O certo é que a velhice encontra os anos.
E os anos sabem a fecunda messe
de estudos que, mesmo inacabados,
a outros estudantes se oferecem.
A escuta cresce por dentro
de estar atenta a escutar.
Traz um agudo silêncio
a estender cada vez mais
o seu domínio. Que a escuta,
arraigada, polariza
de forma a serem só uma
operação. Mais ainda,
uma unidade profunda
onde sofrê-la se activa.
Ou há um silêncio de escuta
onde só a escuta domina.
E aquilo a escutar
punge o grande sofrimento
da alegria, que se vai
na escuta recrudescendo.
A penúria da língua é a sua força.
Reconhecendo nela a indigência
mais o apuro se empolga
e a submissão empolga a subtileza
do espírito, dado à obra
e a mais nada que não seja ela.
De aí que se desenvolva
uma abertura hiante de surpresa
que pede língua cada vez mais nova
e de mais adequada obediência.
Ou, se quiserem, língua peremptória.
Porque, vinda do fundo da pobreza,
entrega apenas quanto falta. E torna
a sua falta uma abertura imensa,
indigitando o extremamente fora,
cuja ausência feliz se nos entrega.
Por trás do céu há o céu inteligível.
E, por trás deste, um céu aberto
a abrir-se ainda, sem qualquer limite,
mas puxando após si o pensamento.
Ou, se quiserem, o feliz requinte
de alargarem a paz a um céu inédito
onde o reino profundo do invisível
funda o visível no fecundo aspecto
de ímpeto.

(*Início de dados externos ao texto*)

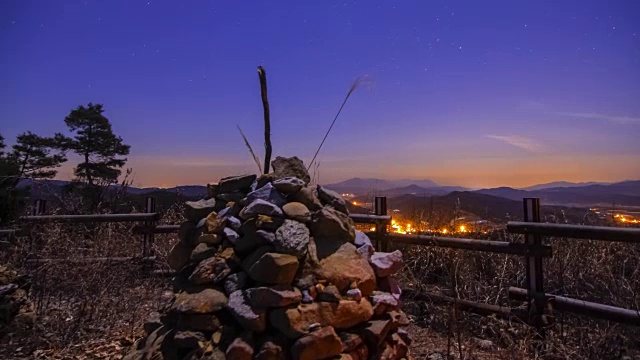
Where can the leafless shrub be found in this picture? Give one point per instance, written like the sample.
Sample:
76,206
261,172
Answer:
89,291
602,272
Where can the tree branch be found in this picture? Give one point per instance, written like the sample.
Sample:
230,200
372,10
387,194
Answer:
267,121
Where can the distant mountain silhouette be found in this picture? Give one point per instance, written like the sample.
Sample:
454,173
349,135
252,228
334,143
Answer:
557,184
626,193
420,191
361,186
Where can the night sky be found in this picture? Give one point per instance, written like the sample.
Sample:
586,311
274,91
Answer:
472,93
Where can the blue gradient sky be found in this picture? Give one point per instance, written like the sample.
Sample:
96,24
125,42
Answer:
464,92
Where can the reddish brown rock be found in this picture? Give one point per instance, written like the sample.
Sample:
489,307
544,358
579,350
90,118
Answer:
210,271
214,225
350,341
344,266
360,353
249,317
274,296
375,331
239,349
295,322
270,267
203,302
200,322
179,255
330,223
322,343
297,211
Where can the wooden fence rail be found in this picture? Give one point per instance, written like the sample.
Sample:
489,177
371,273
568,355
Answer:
533,250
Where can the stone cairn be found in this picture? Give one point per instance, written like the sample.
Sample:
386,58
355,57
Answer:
16,310
270,267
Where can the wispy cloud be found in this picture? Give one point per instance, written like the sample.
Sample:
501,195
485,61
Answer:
605,117
518,141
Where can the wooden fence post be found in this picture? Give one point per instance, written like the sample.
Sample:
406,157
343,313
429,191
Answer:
381,227
39,207
534,271
147,244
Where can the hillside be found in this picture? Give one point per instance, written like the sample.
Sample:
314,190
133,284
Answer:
626,193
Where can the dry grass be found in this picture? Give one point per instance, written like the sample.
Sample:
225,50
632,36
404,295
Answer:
96,309
86,309
607,273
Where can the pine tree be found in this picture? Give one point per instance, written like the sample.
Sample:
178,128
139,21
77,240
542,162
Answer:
102,151
32,157
95,142
37,157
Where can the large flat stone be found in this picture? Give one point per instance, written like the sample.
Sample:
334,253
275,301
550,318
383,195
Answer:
203,302
322,343
341,264
295,322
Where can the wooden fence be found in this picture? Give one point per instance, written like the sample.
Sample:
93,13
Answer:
533,250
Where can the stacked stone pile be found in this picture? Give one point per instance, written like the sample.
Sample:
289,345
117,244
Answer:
16,310
270,267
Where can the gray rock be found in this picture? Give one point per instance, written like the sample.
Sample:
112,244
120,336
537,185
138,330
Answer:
306,297
366,251
390,285
288,185
383,302
209,239
188,339
385,264
270,267
354,294
297,211
250,242
187,233
231,235
260,207
267,193
307,196
332,198
233,196
199,322
203,251
261,181
273,296
240,349
290,167
361,239
235,282
250,318
203,302
179,255
210,271
329,223
292,238
235,183
234,223
268,223
329,294
226,212
196,210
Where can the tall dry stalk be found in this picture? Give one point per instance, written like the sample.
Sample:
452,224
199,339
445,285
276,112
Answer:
359,81
246,142
262,75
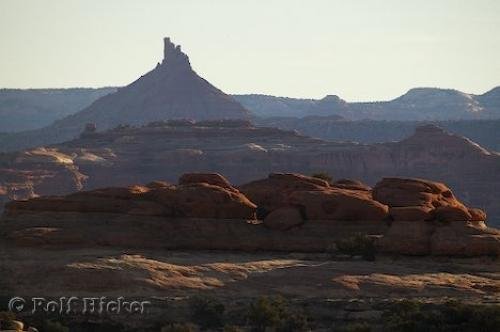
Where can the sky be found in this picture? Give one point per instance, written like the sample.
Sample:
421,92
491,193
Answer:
359,50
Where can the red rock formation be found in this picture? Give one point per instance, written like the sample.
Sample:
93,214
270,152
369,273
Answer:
166,150
420,200
205,212
192,200
284,218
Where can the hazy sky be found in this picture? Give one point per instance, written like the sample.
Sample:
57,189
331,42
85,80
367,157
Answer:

Lume imperioso. Riste
abrindo a um novo assunto de silêncio.
E através do silêncio silencia-se
o assunto. Apenas o incremento
do ímpeto se abstrai ao eco do que disse
para o luto do dito abrir assento
a um penúltimo cume. A um trampolim de
invisível a ir pelo invisível dentro.
Não cabe em nome algum. O que lhe demos
apenas dele nos diz quanto nos falta.
Que nomear é reduzir a objecto
de submissão quem alicerça a dádiva.
E a dádiva o que dá é um dar aberto.
Partindo de um recuo de distância
irradia, a nome algum sujeito
ou, se algum se lhe der, é o que o afasta
da precisão estrita de conceito.
Então só resta que uma escuta de alma
se intensifique para abrir-nos dentro essa profundidade inominada
a dar somente para o sempre imenso.
E desse imenso se divulga a flama,
não só invisível, mas também efeito
da pungência feliz da sua falta.
Estamos graves a ir
por esse longe que vem
ao nosso encontro. E assim
ir e vir resumem ver
como vai sendo feliz
o tempo que o tempo tem.
Mas o tempo tem-se a si
somente quando refém
da palavra que o diz.
Dizê-lo deixa-o, porém,
exposto a um vento sem fim,
que venta sem fim. Amen.
Promontório de Deus. De onde Ele se ausenta.
Só nos deixando a grande nostalgia
na sua massa espessa.
Que abre distância de recuo assídua
e alarga a inteligência
por uma busca quase que festiva.
Ou mais, talvez, por uma via tensa
de júbilo e sentido. E, até, sofrida
na sua panda activação de vela.
Que vai sofrendo e activando a vinda
da invisibilidade, da surpresa
inominada, que procura ainda
seu nome peremptório. Mas nomeia
essa distância a distanciar-se implícita.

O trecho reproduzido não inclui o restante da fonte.